Here I sit - at the computer - with a mind [that I thought was ready] to work on my Wintermester school project and a heart just aching to get started on that "Who Am I, Really?" speech [if you buy THAT, then I have a bridge in Brooklyn...]that I present at 1:00 this next Tuesday.
Instead, what am I doing? I'm thinking about that last piece of pumpkin pie that I ate for breakfast this morning and I'm wondering just how difficult it's going to be to get back to my little-or-no-real-sugar way of life. Probably not so easy, I'm just saying...
So when I came across these holiday eating tips, I was amused. Wouldn't it be a crazy kind of wonderful to be able to enjoy guilt-free indulgence in chocolate cake like Madie and Kenzie in this photo?

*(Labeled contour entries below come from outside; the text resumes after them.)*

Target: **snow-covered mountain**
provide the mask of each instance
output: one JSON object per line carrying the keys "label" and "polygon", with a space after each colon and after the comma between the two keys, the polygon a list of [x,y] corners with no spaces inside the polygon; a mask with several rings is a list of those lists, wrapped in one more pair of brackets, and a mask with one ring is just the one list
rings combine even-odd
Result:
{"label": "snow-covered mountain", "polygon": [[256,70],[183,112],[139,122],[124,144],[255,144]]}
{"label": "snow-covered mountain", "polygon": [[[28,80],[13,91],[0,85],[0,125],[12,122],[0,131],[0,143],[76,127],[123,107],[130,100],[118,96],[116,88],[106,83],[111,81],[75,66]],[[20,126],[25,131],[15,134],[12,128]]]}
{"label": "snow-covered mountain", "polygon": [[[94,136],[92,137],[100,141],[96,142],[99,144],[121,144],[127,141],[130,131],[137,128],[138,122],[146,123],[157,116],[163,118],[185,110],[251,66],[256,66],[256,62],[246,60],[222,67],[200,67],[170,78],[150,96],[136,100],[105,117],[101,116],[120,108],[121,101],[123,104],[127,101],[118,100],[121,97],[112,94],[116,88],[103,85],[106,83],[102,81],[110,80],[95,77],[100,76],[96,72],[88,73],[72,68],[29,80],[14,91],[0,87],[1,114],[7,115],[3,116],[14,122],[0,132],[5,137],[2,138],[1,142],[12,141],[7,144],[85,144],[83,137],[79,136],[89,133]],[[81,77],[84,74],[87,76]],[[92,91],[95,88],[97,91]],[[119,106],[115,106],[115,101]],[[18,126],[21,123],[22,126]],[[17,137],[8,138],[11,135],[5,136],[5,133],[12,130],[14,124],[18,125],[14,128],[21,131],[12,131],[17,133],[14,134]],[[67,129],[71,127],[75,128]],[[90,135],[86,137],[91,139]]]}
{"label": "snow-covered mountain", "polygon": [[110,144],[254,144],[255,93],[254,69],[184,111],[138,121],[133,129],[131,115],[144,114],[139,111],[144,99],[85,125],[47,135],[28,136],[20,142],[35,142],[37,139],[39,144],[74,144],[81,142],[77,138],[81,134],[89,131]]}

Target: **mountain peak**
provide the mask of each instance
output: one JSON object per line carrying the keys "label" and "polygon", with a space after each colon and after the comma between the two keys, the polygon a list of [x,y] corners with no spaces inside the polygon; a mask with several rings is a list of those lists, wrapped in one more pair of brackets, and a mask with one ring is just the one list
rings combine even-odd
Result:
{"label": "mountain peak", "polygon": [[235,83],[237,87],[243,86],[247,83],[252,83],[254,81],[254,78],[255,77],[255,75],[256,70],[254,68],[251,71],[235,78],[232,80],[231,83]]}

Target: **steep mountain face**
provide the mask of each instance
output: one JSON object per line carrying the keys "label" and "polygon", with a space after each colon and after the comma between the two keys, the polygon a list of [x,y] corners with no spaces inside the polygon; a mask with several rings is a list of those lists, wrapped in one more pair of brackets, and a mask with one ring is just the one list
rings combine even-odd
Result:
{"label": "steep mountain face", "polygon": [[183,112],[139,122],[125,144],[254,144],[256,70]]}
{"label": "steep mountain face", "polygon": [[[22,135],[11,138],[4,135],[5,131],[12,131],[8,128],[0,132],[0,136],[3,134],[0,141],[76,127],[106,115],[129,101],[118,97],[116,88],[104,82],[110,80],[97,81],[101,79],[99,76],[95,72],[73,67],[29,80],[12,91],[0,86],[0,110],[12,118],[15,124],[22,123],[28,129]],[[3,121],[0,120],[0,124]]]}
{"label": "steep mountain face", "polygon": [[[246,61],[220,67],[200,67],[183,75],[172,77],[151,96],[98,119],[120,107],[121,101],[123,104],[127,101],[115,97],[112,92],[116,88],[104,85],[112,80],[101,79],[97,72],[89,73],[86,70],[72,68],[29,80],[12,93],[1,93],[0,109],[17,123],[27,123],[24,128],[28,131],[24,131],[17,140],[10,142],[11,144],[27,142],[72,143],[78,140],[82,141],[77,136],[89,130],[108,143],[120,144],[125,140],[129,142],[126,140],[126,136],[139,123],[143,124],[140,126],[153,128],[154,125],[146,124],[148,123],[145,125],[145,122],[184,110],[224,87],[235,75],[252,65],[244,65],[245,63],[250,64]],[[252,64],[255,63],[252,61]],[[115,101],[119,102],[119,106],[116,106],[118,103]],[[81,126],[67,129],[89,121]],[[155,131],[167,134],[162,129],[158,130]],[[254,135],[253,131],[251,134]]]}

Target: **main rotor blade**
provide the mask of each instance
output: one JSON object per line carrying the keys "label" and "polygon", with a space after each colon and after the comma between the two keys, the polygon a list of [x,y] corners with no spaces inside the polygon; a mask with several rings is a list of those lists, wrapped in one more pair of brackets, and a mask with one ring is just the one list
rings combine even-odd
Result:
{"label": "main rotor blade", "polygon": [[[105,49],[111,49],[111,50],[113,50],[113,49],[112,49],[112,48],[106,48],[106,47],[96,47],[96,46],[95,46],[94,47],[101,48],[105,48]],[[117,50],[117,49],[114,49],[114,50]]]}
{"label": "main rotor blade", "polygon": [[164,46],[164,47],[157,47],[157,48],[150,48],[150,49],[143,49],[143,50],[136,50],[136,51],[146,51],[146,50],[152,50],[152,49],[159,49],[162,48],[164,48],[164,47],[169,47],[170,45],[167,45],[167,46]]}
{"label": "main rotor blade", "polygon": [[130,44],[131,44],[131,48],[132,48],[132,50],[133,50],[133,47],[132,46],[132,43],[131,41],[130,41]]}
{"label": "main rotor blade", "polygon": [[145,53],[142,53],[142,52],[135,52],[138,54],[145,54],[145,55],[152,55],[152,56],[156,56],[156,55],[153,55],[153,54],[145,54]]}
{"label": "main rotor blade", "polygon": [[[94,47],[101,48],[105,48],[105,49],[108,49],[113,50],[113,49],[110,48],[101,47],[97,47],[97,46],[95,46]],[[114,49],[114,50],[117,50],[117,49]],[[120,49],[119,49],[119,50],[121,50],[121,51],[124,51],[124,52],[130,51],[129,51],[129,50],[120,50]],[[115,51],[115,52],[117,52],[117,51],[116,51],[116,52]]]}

Oh, to remember the simple joys in life...
EATING TIPS TO LIVE BY
1. Avoid carrot sticks. Anyone who puts carrots on a holiday buffet has no Christmas spirit. In fact, if you see carrots, leave immediately. Go next door, where they're probably serving chocolate peanut-butter balls.
2. Drink as much eggnog as you can. And quickly, it's rare. You can only find it for, like, three weeks out of the entire year! So drink up while you can. Who cares that it has 10,000 calories in every 6 oz cup...
3. As for mashed potatoes, always ask if they're made with skim milk or whole. If they're made with skim, then pass. Why bother? That's like buying a fancy sports car with an automatic transmission.
4. Do not have a snack before going to a party in an effort to eat less once there. The whole point of going to a holiday party is to eat other people's food for free. Lots of it! Hello?
5. Under no circumstances should you exercise between now and New Year's. Wait until January when you have nothing better to do. This is the time for long naps, which you'll need after circling the buffet table while carrying a 10 pound plate of food.
6. If you come across something really good at the buffet table, like a wonderfully frosted cookie, position yourself close to that platter and don't budge. They're like a beautiful pair of shoes. If you leave them behind, you'll never see them again!
7. Did someone mention fruitcake? Granted, it's loaded with obligatory holiday calories, but avoid it at all costs. I mean, I have SOME standards!
"Life should NOT be a journey to the grave with the intention of arriving safely in an attractive and well-preserved body, but rather to skid in sideways, chocolate in one hand, body thoroughly used up, totally worn out and screaming, "Woohoo! What a ride!"